Among men, he accepts the moral equivalence of fidelity and infidelity, because moral judgment is one of the few dealbreakers in male friendships. Among men, he presents his fidelity as a condition passively acquired-as something that just happened to him- because he doesn't want to present it as an ideal he has actively pursued. And so, among men, he has a secret, and the secret is this: He does judge. He does presume that fidelity is morally superior to infidelity. He does idealize it, and he does actively pursue it. Indeed, he knows fidelity wouldn't be worth the bother-it wouldn't even be possible- if he didn't tell himself it was the most important thing in the world.
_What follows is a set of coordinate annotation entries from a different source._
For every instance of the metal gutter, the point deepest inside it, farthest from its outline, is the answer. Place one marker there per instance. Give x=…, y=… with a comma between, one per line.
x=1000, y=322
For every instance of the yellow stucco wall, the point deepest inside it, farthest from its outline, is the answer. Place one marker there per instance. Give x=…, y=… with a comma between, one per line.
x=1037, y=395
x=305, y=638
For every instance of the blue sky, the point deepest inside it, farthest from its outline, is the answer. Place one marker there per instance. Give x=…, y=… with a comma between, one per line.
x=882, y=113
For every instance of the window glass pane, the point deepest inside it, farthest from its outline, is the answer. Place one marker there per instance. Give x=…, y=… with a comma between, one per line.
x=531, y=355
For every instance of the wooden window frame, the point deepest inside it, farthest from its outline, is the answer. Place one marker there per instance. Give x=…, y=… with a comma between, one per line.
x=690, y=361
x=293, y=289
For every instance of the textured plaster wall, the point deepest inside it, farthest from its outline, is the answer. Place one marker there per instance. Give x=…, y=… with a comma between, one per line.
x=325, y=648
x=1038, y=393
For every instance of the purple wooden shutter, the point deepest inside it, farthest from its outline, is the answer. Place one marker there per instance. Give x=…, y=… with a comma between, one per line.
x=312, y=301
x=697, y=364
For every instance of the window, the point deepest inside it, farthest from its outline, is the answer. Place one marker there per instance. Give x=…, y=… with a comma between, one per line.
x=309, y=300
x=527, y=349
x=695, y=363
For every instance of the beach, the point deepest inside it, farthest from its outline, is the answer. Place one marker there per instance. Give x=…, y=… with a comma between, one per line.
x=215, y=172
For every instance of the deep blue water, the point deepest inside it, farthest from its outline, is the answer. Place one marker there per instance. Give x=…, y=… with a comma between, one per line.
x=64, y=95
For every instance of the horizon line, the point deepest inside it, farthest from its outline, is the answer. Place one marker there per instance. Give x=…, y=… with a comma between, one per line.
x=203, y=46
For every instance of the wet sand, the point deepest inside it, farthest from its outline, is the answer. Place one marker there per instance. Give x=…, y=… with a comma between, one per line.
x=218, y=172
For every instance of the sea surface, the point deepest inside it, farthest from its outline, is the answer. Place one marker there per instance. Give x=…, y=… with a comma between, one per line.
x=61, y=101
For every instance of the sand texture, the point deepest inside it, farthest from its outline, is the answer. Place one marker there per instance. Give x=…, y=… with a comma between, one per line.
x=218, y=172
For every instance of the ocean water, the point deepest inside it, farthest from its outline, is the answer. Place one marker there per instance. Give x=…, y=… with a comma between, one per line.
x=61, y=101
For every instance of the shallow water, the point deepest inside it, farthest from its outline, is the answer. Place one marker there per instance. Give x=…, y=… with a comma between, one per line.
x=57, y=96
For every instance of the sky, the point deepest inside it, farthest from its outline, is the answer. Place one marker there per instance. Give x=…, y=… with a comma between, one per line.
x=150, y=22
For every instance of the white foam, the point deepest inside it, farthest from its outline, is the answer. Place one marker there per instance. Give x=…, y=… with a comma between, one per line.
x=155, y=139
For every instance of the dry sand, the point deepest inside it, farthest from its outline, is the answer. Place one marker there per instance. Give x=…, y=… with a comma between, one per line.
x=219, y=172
In the absence of a sustaining mythology of male faithfulness, he has had to develop his own private one, wherein he struggles to be true not just to his wife and family but also to himself. At issues is the question of choice, and choosing is the difference between surrender and defeat. Sure, the Faithful Man has surrendered to his vows and his marriage and, yes, his wife. But he has chosen to surrender, because the choice, as he sees it, is not between cheating and not cheating; it's between love and the utter desolation and meaninglessness of lies. He has had to draw the line in order to walk it, and he has had to give up some part of his volition in order to keep himself whole.

How does he know he's chosen? Well, he knows he's chosen because he knows he chooses. Every day, when he wakes up to his home and his life and his wife's face on the pillow, he makes sure to say, "Yes, this," or more important, "Yes, her," because fidelity without active assent is just as futile and confining and absurd as other men say it is. Every day he chooses, every day he has to choose, every day he has to keep on choosing , every day until he's dead. And when one of his friends ask him how he does it, he's only trying to tell the truth when he mutters, "I dunno. I guess I have a great wife."
It's a sad fact that some couldn't get through the fun house mirror of the piece's early efforts to portray morality, to see the truth and beauty of the piece as a whole. That is why Esquire is so good. Yes there are attractive women (what magazine doesn't have attractive women in it?) in various stages of undress, yes there is a scary man-love for former president Clinton, and yes, sometimes, the liberal arrogance of knowing that they are right and the rest of America is wrong wafts through like a rose garden freshly fertilized. But there are usually still roses. Just saying.